Stars should be excluded

As a general rule, any stars within a field should be masked out when using the photometric image-fitting method of the imphot module. This can be done using a region file, as described in the Regions section). The reasons for excluding stars are described below.

The image fitting procedure assumes that all differences between a MUSE image and an HST image, are due to their different PSFs, their different calibration errors and different pointing errors. Stars can break this assumption in two ways:

  1. Stars that have significant proper motions may appear to have moved between the HST and MUSE observations of a field.
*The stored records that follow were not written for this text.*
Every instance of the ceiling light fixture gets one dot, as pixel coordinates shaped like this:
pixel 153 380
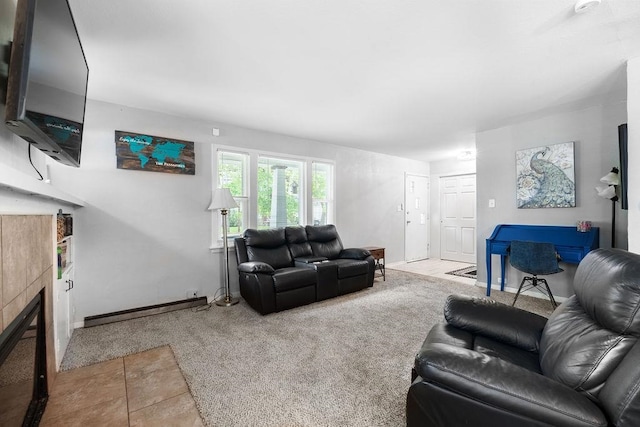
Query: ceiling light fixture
pixel 584 5
pixel 467 155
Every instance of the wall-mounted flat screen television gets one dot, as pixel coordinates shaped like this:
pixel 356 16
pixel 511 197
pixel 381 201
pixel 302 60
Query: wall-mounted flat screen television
pixel 47 82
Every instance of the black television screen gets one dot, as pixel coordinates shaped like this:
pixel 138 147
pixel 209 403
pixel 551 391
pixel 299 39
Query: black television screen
pixel 47 82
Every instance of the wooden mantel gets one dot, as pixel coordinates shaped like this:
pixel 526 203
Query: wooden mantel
pixel 17 181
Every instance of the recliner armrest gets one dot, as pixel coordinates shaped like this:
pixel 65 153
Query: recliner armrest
pixel 309 259
pixel 500 384
pixel 255 267
pixel 501 322
pixel 354 253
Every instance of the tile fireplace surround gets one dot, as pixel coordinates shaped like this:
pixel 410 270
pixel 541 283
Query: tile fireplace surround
pixel 26 254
For example there were 11 years between the HST observations of the UDF and the start of the MUSE observations of the UDF. In that time, all of the stars in the UDF moved significantly. Estimated proper motions of these stars were reported in [1] by Pirkal et al (2005), and the ones seen in the MUSE UDF fields are listed below.

    RA (deg)

    Dec (deg)

    HST ID

    Field

    Flux [erg/Å/s/cm²]

    Type

    PM (mas/year)

    53.1630

    -27.7672

    9397

    UDF01

    12.3e-18

    QSO

    0.70 ± 1.47

    53.1580

    -27.7692

    9230

    UDF01

    21.0e-18

    Star

    10.26 ± 0.41

    53.1485

    -27.7702

    9212

    UDF04

    1.1e-18

    Star

    12.35 ± 0.54

    53.1583

    -27.7949

    3166

    UDF05

    49.0e-18

    Star

    8.84 ± 0.66

    53.1766

    -27.7997

    2150

    UDF06

    17.3e-18

    Star

    25.16 ± 0.45

    53.1323

    -27.7829

    5921

    UDF07

    56.3e-18

    Star

    3.27 ± 1.26

    The proper motions of these stars range from 3.3 to 25.2 mas/year. Over the 11 years that elapsed between the HST observations and the MUSE observations, this corresponded to an accumulated motion of 0.04 arcsec to 0.3 arcsec. These are significant distances compared to the MUSE pixel size of 0.2 arcsec, so these stars significantly degrade the image fitting procedure if they aren’t excluded.
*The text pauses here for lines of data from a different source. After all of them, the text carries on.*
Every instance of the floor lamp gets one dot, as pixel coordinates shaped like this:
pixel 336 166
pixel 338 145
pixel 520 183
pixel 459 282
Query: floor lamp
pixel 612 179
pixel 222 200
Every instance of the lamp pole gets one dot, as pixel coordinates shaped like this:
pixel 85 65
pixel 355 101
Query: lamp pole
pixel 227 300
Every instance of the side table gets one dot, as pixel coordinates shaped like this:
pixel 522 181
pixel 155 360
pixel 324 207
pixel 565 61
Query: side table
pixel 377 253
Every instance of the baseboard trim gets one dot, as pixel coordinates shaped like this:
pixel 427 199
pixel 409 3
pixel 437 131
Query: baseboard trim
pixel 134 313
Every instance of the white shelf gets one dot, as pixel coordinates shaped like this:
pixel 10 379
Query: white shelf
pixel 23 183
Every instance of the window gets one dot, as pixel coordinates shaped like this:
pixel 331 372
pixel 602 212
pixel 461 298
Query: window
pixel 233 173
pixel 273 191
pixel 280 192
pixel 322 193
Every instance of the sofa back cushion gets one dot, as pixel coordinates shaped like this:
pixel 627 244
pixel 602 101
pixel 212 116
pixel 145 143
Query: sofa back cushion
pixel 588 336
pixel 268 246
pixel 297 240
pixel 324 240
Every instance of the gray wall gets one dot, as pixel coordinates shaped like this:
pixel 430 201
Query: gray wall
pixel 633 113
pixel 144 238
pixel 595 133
  2. Another problem is that the HST WFC suffered from a problem called CTE charge loss. Although this affected all sources in an image, it is was much worse for faint unresolved point sources against a dark background. In [2], Reiss (2003) determined that for faint stars against a background, as much of 10% of the flux of the source could be lost. This was before the deeper UDF observations, and for the UDF, with its darker backgrounds and sensitivity to fainter stars, the effect is worse. The photometric image-fitting technique reveals that the flux of stars in the HST UDF images typically need to be scaled by 10% to 20% more than other sources in the same images, to match the MUSE image. If stars are left in the fit, then this results in a poor fit, unless the fit is restricted to a small area centered on a single star.

QSOs should also be excluded

Bright QSOs (Quasi-Stellar-Objects) are point-sources that look similar to stars. Unlike most stars, they don’t have measurable proper motions, but their fluxes are often significantly variable on both short and long timescales. This, along with the CTE effect which was described above for stars, results in poor fits when any bright QSOs are included during the photometric image-fitting procedure.

If the photometric image fitting procedure is limited to a small region centered on a QSO, then this should yield a good fit, which can be used to estimate the pointing errors in the image. However the flux scale that it reports should not be used to scale the rest of the image. Beware that an estimate of the pointing error that is obtained from a single QSO, will be affected by any localized geometric distortions at the position of the QSO in the image. For this reason, it may be better to use a region file to mask out the QSO and perform a global image fit on the other sources in the image. This should yield an estimate of the pointing error that averages out localized distortions.

Exclude variable sources

For the reasons already discussed in the above sections, any sources with varying fluxes or positions should be excluded using ds9 region files, both when aligning images before summing, and when fitting for the PSF of an image. Weak variable sources may not have much affect on the fits, but it is easy to mask them out, so this is worth trying. The quickest way to find out if there are any problematic sources of this form, is to perform a photometry image-fit without specifying a region file, and request that the residual image be displayed, using the –display option of the fit_photometry script. Any problematic sources will then be visible in the residual image of the fit.